# Accutrons



## Sugarbearco (Mar 6, 2017)

I have had Accutrons 214 & 218s for 40 years, but just saw a 2186 for the first time. Anyone know this watch?


----------



## Robden (Apr 2, 2016)

Try introducing yourself first, before asking questions. You'll get a better response.


----------



## Humbug (Mar 13, 2016)

218G -not 2186
Google is your friend
I won't hold my breath awaiting a "Thank you" response.....


----------



## Padders (Oct 21, 2008)

I will be more charitable. Here is the Ranfft page after a 2 second google. Says it is part of the 218 family but with a direct read digital readout. Not one I have seen and not mentioned on Paul's site that I can see

http://www.ranfft.de/cgi-bin/bidfun-db.cgi?10&ranfft&0&2uswk&Bulova_2186


----------



## Silver Hawk (Dec 2, 2003)

@Paddersbeat me to it. I think if the OP says he's had 214 and 218 for 40 years, he probably knows what he's talking about...

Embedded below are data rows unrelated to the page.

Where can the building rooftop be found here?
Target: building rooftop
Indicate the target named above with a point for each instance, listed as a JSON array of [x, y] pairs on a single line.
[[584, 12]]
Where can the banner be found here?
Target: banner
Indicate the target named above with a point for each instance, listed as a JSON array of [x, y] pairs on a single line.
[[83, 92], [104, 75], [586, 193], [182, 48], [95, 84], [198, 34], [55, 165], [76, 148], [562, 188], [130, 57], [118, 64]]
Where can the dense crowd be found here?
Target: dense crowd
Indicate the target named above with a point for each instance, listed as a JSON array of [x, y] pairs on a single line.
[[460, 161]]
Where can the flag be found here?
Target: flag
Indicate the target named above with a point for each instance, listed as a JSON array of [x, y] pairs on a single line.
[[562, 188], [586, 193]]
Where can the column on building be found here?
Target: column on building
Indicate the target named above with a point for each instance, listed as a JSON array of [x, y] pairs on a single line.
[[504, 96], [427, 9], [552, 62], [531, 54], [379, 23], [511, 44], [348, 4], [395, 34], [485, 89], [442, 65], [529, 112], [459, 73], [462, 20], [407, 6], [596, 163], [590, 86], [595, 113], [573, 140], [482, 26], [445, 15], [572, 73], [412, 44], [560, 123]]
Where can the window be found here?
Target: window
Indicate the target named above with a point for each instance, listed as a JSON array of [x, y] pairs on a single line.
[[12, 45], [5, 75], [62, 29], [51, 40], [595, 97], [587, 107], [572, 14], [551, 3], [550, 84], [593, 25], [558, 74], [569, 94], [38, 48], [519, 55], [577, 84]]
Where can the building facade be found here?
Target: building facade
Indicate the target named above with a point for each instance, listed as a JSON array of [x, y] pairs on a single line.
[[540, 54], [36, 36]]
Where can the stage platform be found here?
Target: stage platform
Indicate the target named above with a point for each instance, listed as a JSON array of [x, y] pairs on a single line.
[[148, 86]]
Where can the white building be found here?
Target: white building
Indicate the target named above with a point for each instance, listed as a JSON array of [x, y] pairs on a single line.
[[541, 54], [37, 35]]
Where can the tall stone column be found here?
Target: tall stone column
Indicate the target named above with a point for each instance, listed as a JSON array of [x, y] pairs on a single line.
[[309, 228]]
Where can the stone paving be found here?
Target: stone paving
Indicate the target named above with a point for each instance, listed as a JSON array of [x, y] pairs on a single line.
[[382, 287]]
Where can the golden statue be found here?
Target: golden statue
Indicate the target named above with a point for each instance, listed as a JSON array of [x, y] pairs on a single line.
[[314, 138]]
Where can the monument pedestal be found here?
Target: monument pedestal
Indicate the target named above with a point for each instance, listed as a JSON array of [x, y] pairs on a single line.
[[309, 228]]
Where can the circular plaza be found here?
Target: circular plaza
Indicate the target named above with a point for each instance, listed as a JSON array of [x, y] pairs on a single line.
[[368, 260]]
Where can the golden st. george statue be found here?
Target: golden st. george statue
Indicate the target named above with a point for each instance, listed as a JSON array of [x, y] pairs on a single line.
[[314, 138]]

The 2186 is rare calibre used in the Accutron "digital" watch.


----------



## Humbug (Mar 13, 2016)

Humbug said:


> 218G -not 2186
> Google is your friend


A little knowledge is a dangerous thing!
I stand corrected in my assumption that the OP had mistaken 218G as 2186.
Thanks to other more knowledgeable forum members I now realise it is better to keep my mouth shut & be thought a fool, than open it & remove all doubt!


----------